A perennial problem with maintaining citations is the multiple ways an author’s name can appear. To manage this, I’ve been implementing a simple system to allow me to merge the various ways an author’s name appears. I’ve tried to design something that is flexible, particularly that it can be reversed (for example if there are two authors with the same last name and first initial, these can be separated if this is discovered after a merge).
The underlying database changes to support this involve tables for authors, merge records (allowing the original usages to be extracted), and a table of authors, publications, and listing orders (e.g., first author = 1, etc.). The tables are there, but currently only the authors table is filled. The merge information can be generated and after a number of hours of fiddling with forms and tables within forms, there is now a page for displaying candidate merges (generated on the fly, since the database has not been populated) and the results from the form are being throw at a particular page which is ignoring them.
Once the merging is taken care of, the next step will be to push these to owlbuilder with the promise of a proper publication page for the main webapp.

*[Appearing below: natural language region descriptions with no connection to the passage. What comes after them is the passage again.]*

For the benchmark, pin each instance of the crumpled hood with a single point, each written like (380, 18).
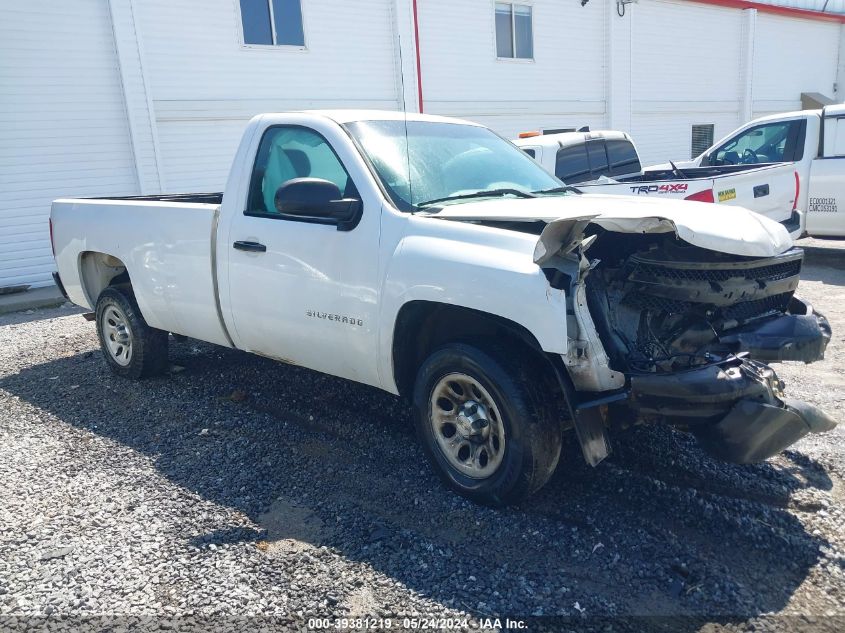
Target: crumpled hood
(726, 229)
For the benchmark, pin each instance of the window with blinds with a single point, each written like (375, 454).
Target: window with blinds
(702, 138)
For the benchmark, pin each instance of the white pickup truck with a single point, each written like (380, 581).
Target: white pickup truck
(608, 162)
(810, 142)
(429, 257)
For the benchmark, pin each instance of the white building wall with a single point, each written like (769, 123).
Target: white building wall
(564, 86)
(685, 70)
(116, 97)
(206, 84)
(63, 127)
(790, 57)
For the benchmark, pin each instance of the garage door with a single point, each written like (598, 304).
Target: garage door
(63, 128)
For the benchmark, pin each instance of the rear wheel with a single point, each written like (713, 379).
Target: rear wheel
(131, 347)
(486, 423)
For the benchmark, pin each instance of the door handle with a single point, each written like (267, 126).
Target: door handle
(252, 247)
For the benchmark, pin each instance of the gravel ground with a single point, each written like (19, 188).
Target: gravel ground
(242, 487)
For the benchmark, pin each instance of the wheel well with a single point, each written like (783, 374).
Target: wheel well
(98, 271)
(423, 326)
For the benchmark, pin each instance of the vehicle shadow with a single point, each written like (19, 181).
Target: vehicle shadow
(659, 529)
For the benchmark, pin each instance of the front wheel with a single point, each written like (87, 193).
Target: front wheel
(486, 423)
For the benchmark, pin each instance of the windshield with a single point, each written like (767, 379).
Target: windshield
(447, 160)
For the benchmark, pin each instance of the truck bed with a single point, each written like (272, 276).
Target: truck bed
(164, 241)
(188, 198)
(692, 173)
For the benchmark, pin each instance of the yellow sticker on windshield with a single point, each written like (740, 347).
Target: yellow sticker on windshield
(727, 194)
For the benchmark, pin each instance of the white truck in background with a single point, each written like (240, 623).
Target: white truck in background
(607, 162)
(430, 258)
(812, 142)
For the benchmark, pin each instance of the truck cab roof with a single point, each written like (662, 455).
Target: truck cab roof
(567, 139)
(351, 116)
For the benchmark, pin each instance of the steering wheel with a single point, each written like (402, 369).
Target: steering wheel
(753, 156)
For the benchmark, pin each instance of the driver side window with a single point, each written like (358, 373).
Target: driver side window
(768, 143)
(288, 152)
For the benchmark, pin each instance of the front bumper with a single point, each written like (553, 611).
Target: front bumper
(736, 409)
(801, 334)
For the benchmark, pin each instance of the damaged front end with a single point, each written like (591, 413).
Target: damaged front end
(684, 332)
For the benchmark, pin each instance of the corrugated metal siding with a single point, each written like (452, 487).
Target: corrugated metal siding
(63, 125)
(206, 84)
(564, 86)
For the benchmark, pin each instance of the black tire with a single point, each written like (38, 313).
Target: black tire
(529, 419)
(145, 354)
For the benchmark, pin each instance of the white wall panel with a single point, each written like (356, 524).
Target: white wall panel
(206, 84)
(792, 56)
(685, 70)
(63, 128)
(564, 86)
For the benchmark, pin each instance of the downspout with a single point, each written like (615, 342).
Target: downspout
(417, 48)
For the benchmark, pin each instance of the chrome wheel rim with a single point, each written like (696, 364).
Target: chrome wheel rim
(117, 335)
(467, 425)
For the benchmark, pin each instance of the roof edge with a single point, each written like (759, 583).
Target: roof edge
(792, 12)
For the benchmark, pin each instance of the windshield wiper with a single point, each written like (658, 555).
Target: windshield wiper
(491, 193)
(564, 189)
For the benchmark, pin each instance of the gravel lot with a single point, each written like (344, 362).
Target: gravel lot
(242, 487)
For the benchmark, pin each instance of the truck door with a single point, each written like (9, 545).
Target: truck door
(298, 290)
(826, 195)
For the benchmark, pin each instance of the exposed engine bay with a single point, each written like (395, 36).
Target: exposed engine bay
(690, 329)
(661, 305)
(672, 318)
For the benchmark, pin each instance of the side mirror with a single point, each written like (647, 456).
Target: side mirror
(318, 201)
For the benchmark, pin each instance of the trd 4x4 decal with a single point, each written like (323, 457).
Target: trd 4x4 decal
(680, 187)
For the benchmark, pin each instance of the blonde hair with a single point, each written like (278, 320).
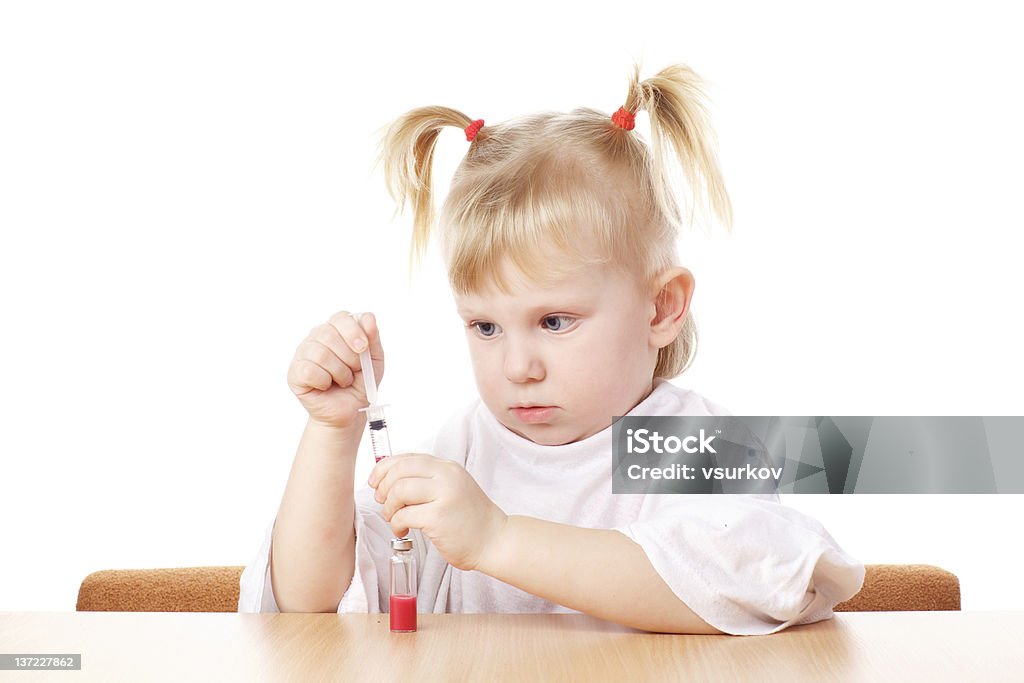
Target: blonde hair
(544, 189)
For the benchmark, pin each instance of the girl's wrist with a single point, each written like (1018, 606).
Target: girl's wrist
(497, 546)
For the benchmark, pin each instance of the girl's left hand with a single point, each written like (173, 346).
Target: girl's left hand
(439, 498)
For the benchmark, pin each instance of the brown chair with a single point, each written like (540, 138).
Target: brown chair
(887, 588)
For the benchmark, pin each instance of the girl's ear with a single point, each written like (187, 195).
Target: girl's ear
(670, 301)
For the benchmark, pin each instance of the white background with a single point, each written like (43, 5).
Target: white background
(187, 187)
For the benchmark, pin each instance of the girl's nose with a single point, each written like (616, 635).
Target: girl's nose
(522, 364)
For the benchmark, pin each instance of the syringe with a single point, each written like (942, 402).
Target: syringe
(379, 438)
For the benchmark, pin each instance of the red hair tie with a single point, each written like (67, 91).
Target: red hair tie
(624, 119)
(472, 129)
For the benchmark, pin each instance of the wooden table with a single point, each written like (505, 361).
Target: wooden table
(188, 646)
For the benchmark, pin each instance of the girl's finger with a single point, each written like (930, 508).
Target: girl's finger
(387, 471)
(411, 516)
(305, 375)
(325, 357)
(409, 491)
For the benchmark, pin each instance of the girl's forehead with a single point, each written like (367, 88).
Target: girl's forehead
(580, 288)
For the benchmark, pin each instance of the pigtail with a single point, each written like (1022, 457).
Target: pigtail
(407, 152)
(679, 124)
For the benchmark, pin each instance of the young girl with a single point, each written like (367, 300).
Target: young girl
(558, 235)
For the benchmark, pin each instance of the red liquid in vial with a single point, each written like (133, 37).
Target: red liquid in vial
(403, 613)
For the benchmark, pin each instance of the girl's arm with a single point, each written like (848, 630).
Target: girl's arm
(597, 571)
(312, 552)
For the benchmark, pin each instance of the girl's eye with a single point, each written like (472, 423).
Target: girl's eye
(557, 323)
(484, 329)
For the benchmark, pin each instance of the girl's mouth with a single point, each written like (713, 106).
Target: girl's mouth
(534, 414)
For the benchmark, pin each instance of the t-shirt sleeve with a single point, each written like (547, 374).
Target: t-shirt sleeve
(744, 563)
(255, 592)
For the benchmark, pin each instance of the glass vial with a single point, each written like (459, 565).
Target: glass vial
(402, 587)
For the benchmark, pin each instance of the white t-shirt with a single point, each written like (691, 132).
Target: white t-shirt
(744, 563)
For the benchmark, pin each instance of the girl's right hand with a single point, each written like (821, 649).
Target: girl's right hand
(326, 373)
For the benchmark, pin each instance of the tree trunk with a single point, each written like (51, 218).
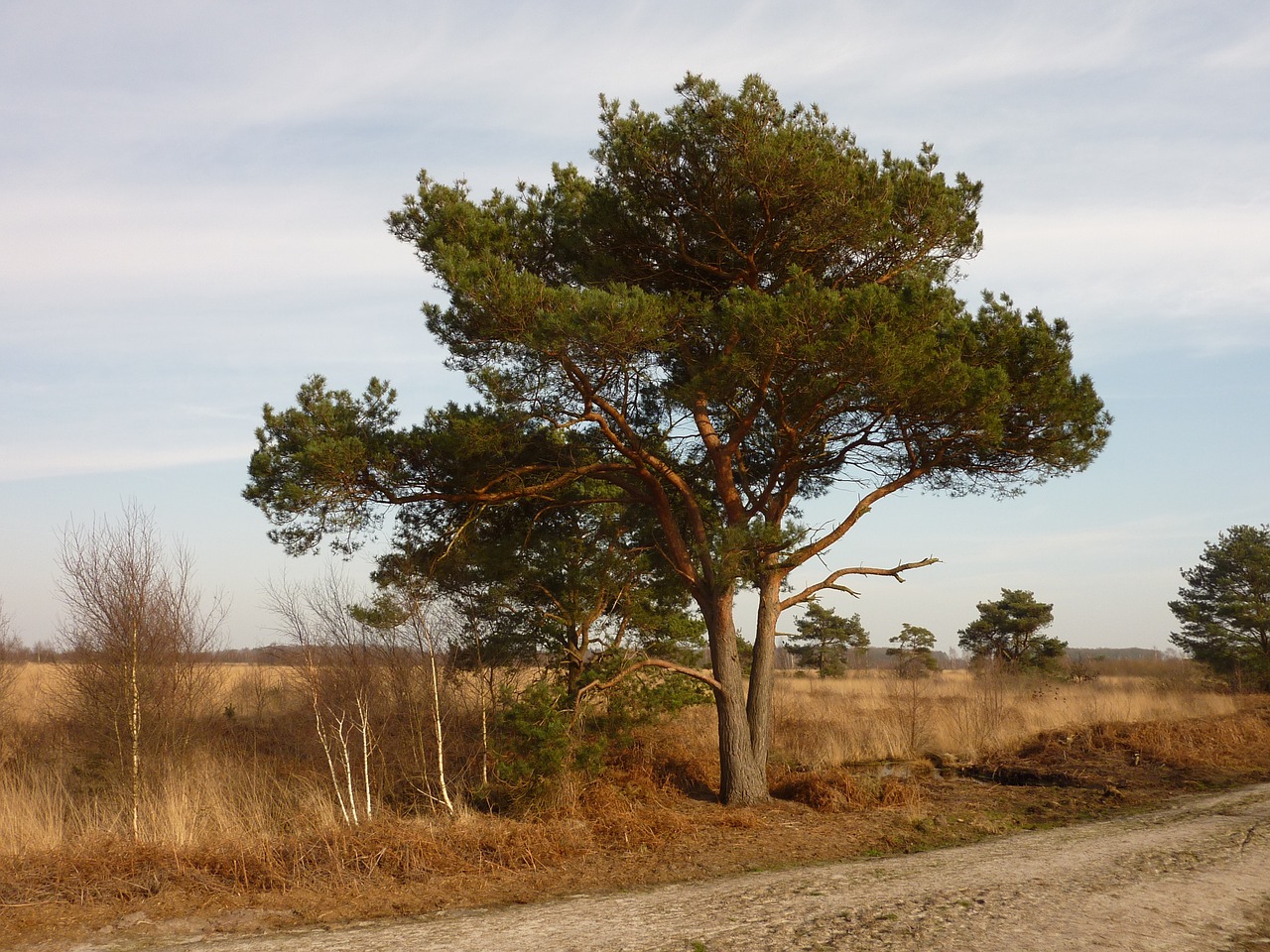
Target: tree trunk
(742, 774)
(758, 706)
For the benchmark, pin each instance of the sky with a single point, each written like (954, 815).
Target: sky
(191, 202)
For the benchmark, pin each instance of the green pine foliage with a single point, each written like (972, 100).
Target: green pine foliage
(1224, 606)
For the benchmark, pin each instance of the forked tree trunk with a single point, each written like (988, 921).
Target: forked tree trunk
(742, 774)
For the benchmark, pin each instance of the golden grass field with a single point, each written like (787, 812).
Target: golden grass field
(862, 717)
(245, 816)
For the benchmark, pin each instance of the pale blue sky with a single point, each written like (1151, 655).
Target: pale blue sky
(190, 222)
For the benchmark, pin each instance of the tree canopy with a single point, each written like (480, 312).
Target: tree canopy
(1007, 633)
(825, 638)
(1224, 606)
(738, 311)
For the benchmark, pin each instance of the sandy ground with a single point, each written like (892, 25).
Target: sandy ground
(1192, 876)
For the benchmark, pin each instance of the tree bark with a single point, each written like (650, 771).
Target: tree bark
(742, 774)
(762, 678)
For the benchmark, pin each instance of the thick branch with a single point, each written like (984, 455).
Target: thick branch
(830, 581)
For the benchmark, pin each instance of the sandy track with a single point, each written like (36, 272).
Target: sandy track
(1185, 878)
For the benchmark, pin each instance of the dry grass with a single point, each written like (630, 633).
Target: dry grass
(244, 816)
(874, 716)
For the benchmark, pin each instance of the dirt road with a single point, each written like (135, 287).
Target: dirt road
(1187, 878)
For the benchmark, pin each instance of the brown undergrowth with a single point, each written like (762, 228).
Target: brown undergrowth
(645, 820)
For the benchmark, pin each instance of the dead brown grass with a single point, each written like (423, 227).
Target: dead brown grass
(239, 825)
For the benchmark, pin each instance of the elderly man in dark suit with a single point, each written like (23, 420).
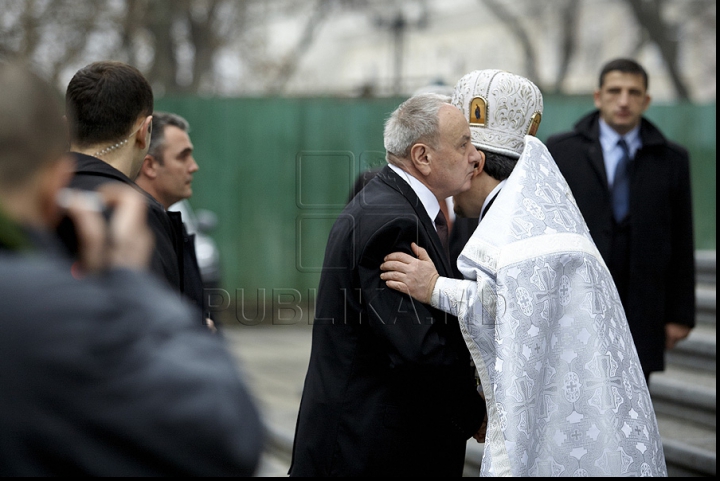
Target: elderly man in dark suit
(390, 389)
(633, 188)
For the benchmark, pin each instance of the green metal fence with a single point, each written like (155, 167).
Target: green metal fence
(277, 171)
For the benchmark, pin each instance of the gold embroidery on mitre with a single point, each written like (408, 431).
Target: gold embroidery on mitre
(478, 111)
(534, 123)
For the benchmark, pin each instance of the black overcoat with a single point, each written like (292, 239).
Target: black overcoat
(389, 390)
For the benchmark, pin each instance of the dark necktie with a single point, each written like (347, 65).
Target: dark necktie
(621, 184)
(441, 227)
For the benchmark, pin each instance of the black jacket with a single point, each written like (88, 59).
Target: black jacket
(661, 267)
(389, 390)
(167, 260)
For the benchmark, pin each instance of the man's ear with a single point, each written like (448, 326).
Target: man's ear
(420, 157)
(54, 176)
(144, 133)
(646, 102)
(149, 167)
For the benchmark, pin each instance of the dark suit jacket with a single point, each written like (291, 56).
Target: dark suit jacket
(661, 267)
(390, 389)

On the horizon is PostgreSQL – the day job is considering switching over from mysql to postgresql and I would be happy to follow them. I got a fair amount of postgresql experience from my time with Phenoscape, and the future of mysql has held a bit of uncertainty ever since Oracle bought it along with the rest of Sun. The experience will help since administration of postgresql is a bit more involved than mysql, for which administration is much closer to ‘simply working.’